Use a custom estimator when chunk size should be measured with domain-specific logic.

from chunkipy import FixedSizeTextChunker
from chunkipy.size_estimators.base_size_estimator import BaseSizeEstimator

class CommaSizeEstimator(BaseSizeEstimator):
    def estimate_size(self, text):
        return len(text.split(","))

    def segment(self, text):
        return text.split(",")

estimator = CommaSizeEstimator()
chunker = FixedSizeTextChunker(chunk_size=3, size_estimator=estimator)
text = "alpha,beta,gamma,delta"
chunks = chunker.chunk(text)

Recursive chunking with splitters

Use RecursiveTextChunker with one or more splitters to preserve natural boundaries.

from chunkipy import RecursiveTextChunker
from chunkipy.text_splitters import FullStopTextSplitter

splitter = FullStopTextSplitter()
chunker = RecursiveTextChunker(chunk_size=120, overlap_ratio=0.2, text_splitters=[splitter])

text = "First sentence. Second sentence. Third sentence."
chunks = chunker.chunk(text)

Semantic sentence splitters (spaCy / Stanza)

For sentence-aware splitting, use semantic splitters with RecursiveTextChunker.

Install extras:

pip install "chunkipy[spacy]"
pip install "chunkipy[stanza]"

Example:

from chunkipy import RecursiveTextChunker
from chunkipy.text_splitters.semantic.sentences import StanzaSentenceTextSplitter

splitter = StanzaSentenceTextSplitter()
chunker = RecursiveTextChunker(chunk_size=200, overlap_ratio=0.25, text_splitters=[splitter])

text = "This is a sample text.
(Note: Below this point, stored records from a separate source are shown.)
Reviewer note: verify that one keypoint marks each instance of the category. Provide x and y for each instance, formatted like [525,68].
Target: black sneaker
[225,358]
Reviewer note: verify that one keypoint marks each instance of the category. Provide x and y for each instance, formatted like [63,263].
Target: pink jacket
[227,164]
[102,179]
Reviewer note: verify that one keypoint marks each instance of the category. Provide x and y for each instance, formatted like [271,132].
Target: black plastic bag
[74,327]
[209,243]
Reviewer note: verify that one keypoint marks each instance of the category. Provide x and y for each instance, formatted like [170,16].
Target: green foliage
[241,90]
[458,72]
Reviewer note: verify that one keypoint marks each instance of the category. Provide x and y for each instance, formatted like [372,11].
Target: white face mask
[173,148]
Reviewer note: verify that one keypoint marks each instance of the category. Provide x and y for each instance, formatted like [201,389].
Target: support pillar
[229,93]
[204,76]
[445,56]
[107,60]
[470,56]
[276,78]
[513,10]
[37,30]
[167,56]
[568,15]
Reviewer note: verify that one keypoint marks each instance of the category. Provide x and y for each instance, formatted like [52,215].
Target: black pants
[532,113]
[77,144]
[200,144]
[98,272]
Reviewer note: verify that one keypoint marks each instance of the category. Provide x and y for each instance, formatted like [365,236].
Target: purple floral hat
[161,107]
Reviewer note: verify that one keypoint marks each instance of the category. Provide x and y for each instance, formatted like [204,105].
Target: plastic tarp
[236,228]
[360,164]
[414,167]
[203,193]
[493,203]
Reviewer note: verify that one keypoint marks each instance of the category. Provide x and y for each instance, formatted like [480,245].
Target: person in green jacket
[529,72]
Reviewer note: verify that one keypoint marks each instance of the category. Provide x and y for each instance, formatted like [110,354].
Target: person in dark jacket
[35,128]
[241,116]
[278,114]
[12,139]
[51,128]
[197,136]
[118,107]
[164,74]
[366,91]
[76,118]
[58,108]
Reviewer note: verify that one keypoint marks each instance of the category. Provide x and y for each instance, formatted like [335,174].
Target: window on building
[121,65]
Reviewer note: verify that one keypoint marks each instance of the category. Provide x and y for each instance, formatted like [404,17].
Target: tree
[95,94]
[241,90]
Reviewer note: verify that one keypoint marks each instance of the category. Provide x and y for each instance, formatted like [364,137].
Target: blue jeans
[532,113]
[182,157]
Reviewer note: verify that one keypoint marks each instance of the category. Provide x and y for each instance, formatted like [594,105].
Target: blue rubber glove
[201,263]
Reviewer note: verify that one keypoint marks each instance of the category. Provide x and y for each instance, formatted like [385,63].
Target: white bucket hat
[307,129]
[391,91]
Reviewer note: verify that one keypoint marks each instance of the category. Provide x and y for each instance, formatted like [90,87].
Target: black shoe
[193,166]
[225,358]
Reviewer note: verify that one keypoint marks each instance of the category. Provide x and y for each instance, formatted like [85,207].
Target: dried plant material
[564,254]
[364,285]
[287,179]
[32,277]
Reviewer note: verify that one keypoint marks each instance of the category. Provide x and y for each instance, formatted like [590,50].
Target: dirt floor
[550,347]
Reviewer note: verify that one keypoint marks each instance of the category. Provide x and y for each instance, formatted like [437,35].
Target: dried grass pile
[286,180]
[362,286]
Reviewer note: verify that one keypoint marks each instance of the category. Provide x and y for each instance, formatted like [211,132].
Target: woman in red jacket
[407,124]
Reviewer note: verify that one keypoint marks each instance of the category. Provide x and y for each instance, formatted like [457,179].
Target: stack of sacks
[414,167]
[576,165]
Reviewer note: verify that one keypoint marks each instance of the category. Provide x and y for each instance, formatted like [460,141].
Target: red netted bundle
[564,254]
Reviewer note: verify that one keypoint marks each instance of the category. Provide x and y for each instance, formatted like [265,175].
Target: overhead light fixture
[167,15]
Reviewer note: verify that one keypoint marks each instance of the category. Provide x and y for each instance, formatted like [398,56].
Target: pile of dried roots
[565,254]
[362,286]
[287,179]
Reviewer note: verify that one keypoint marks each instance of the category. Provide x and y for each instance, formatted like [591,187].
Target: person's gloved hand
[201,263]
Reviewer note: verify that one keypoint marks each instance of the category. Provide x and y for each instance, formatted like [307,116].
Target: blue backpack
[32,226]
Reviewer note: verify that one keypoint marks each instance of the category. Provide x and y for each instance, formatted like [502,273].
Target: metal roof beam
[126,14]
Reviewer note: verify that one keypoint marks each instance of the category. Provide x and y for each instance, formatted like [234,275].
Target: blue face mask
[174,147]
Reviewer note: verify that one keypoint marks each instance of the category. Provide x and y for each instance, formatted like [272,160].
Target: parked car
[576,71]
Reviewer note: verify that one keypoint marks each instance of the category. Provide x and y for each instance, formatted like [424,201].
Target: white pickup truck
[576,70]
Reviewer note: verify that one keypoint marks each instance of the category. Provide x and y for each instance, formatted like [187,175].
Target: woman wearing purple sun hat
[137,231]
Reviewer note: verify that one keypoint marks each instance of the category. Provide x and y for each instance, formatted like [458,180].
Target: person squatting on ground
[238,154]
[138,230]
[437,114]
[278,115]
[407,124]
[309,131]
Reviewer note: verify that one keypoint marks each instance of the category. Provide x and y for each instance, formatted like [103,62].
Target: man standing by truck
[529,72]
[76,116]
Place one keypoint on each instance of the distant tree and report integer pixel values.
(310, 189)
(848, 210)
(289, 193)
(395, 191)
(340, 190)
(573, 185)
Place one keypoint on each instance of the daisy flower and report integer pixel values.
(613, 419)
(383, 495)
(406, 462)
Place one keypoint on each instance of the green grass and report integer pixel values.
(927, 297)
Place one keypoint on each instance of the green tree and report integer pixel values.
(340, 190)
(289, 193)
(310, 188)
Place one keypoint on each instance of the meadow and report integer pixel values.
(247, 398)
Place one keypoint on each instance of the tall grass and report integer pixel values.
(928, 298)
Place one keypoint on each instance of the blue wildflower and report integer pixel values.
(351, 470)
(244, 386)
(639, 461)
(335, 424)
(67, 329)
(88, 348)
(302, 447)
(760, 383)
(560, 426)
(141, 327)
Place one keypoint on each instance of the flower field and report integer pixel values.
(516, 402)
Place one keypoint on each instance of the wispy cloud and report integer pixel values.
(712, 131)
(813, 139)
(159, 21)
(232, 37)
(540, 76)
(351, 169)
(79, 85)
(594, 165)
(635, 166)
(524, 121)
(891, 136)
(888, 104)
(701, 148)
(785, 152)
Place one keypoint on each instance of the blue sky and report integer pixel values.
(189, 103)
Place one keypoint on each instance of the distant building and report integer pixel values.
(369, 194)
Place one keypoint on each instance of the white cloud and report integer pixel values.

It will be split into sentences and then chunked."
chunks = chunker.chunk(text)

Examples

See runnable scripts in examples/chunkers:

  • fixed_size/custom_size_estimator.py

  • recursive/overlapping.py

  • recursive/custom_text_splitter.py

  • recursive/prebuilt_spacy_text_splitter.py

  • recursive/prebuilt_stanza_text_splitter.py